Coeur sacré – Un hommage de Frédéric Lo à Daniel Darc

Je n’ai jamais été un grand fan des tributes (trop de déceptions, trop de reprises inutiles, trop de fautes de goût, trop d’embruns marketing).
Un tribute c’est un peu comme ces soirées d’anciens combattants qui se retrouvent à l’enterrement d’un vieux pote ou à l’anniversaire de leur promo pour ressasser des souvenirs magnifiés et des regrets éternels autour d’une mauvaise sangria et d’un bol de Monster Munch. Tu te souviens, tu te rappelles. Ces soirées où toute la bande se réunit comme si les vingt dernières années n’avaient pas existé. Il y a tous ces gens que je n’ai pas spécialement envie de revoir. Je crains les crânes dégarnis, les ventres bedonnants, les anciens punks devenus réacs. Il y a ceux à qui je n’ai jamais trop su quoi dire, ceux que, de toute façon, je vois encore régulièrement, ceux que j’idolâtrais et qui m’ont déçu, et tous ces amours de jeunesse qui auront forcément mal vieillis. La plupart du temps je passe mon chemin, mais j’ai parfois du mal à résister malgré toutes ces appréhensions. On parle quand même de Daniel Darc et de Taxi Girl.
Alors je suis allé vers Cœur sacré. En traînant les pieds, un peu inquiet et me jurant de partir à la moindre alerte ou au moindre signe d’ennui.
Quelques heures plus tard, joyeusement ivre, avachi dans un coin sombre du bar, je chantonne en boucle ces madeleines pop surgies du passé. Elles n’ont pas pris une ride. Un casting façon dream team qui jamais n’écrase l’élégance froide, l’évidence tranchante ou la délicatesse écorchée de chansons souvent essentielles à ma vie d’auditeur au cœur facilement serré. Embrassant trois décennies d’une trajectoire unique, conviant tête d’affiches françaises et icônes internationales, Coeur sacré touche souvent, bouleverse même parfois, idéalement arrangé par un Frédéric Lo qui semble toujours savoir quoi faire, même des morceaux cultes.

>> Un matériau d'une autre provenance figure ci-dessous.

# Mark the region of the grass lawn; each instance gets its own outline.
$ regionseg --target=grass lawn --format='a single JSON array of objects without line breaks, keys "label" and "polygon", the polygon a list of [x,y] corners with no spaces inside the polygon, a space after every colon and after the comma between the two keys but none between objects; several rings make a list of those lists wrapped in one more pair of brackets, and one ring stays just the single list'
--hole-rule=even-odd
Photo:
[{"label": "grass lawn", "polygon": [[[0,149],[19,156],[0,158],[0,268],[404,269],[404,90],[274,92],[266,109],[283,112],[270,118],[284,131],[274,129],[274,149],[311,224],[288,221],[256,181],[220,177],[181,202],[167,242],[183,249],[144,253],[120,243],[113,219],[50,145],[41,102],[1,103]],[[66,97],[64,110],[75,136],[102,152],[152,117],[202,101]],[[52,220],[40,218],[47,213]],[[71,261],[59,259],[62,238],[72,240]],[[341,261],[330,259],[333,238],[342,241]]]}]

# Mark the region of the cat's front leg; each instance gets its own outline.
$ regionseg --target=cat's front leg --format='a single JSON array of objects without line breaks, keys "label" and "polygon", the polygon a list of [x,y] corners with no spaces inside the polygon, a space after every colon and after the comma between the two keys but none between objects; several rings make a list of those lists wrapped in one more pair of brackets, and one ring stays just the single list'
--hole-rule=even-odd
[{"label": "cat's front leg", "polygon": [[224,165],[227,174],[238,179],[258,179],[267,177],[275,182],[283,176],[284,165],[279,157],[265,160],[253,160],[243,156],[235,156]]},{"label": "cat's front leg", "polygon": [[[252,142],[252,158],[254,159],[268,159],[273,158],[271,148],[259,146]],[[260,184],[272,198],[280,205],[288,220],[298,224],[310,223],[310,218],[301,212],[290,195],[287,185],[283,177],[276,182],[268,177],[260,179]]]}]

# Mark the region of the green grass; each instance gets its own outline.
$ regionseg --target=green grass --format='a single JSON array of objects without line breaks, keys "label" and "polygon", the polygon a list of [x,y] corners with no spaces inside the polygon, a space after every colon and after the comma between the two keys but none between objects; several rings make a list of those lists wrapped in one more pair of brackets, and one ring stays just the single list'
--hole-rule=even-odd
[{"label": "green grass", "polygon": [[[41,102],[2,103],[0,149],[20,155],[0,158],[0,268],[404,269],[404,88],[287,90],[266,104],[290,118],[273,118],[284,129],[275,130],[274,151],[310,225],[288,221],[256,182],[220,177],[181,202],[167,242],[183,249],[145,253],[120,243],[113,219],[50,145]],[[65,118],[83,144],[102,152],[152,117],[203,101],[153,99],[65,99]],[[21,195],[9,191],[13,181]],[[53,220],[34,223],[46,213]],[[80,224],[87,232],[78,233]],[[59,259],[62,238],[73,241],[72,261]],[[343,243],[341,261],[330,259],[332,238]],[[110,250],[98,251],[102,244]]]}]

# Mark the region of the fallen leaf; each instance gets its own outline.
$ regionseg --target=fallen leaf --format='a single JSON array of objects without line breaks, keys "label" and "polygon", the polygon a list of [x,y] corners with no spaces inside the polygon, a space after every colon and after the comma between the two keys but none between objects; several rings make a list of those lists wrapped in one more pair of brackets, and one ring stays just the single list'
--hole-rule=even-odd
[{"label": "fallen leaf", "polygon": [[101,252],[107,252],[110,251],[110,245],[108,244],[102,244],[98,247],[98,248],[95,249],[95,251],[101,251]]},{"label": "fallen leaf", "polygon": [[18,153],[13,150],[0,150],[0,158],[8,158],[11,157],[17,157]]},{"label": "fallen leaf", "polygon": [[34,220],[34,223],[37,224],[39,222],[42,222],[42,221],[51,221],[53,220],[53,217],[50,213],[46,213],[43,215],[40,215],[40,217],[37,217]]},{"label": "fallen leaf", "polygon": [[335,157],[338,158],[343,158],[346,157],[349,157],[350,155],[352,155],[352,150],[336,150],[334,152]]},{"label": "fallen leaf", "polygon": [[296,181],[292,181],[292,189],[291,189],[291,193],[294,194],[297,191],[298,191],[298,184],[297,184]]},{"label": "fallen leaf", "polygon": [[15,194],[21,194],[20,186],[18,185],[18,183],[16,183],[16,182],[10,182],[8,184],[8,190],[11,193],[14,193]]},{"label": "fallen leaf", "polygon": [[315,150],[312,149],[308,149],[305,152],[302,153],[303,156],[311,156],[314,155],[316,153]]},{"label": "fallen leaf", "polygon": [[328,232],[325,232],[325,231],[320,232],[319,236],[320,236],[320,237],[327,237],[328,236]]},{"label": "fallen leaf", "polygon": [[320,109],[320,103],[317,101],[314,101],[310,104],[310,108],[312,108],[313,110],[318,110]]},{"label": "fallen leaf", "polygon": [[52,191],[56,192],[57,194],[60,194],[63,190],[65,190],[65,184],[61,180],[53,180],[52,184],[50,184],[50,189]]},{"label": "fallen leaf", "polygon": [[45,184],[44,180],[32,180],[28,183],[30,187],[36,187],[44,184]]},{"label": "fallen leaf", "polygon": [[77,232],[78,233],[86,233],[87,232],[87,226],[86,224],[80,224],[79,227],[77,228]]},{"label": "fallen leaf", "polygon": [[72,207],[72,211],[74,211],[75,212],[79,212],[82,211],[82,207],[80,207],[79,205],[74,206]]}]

Commençant par Coeur sacré, ritournelle inédite et addictive retrouvée au fond d’un disque dur et chantée par Darc lui-même, le disque s’achève par un Jamais, jamais hyper émouvant, hommage chanté de Frédéric à Daniel. Daho propose sa meilleure chanson depuis longtemps avec un Je suis déjà parti qui lorgne du côté du Velvet et qui semble avoir été écrite pour lui. Biolay s’encanaille à nouveau avec Elli Medeiros (Cherchez le garçon). Dominique « je n’ai peur de rien » A s’approprie Les armées de la nuit. Bill Pritchard livre une étincelante version anglaise de Je me souviens, je me rappelle. Loin d’être Inutile et hors d’usage, Doherty enchante encore et Alex Beaupain reprend le Rouge Rose à l’origine de la collaboration Darc-Lo. Et pendant que Lou Doillon impressionne sur What’s the point, Jane Birkin parle de ses amis et les brillants Stupeflip se baladent avec panache dans P.A.R.I.S. Chaque reprise suinte le respect (l’amour ?) et la voix de Daniel Darc vient de temps en temps nous cueillir par surprise au détour d’un refrain. Sommet d’émotion personnelle : le renversant Jean-Jacques Burnel avec une version absolument sublime d’une chanson déjà sublime, La pluie qui tombe.
Il est 5 heures du mat’, je suis toujours à cette soirée où je ne voulais pas aller, et je n’ai aucune envie de rentrer chez moi.
Je vais encore faire la fermeture avec les derniers survivants des armées de la nuit.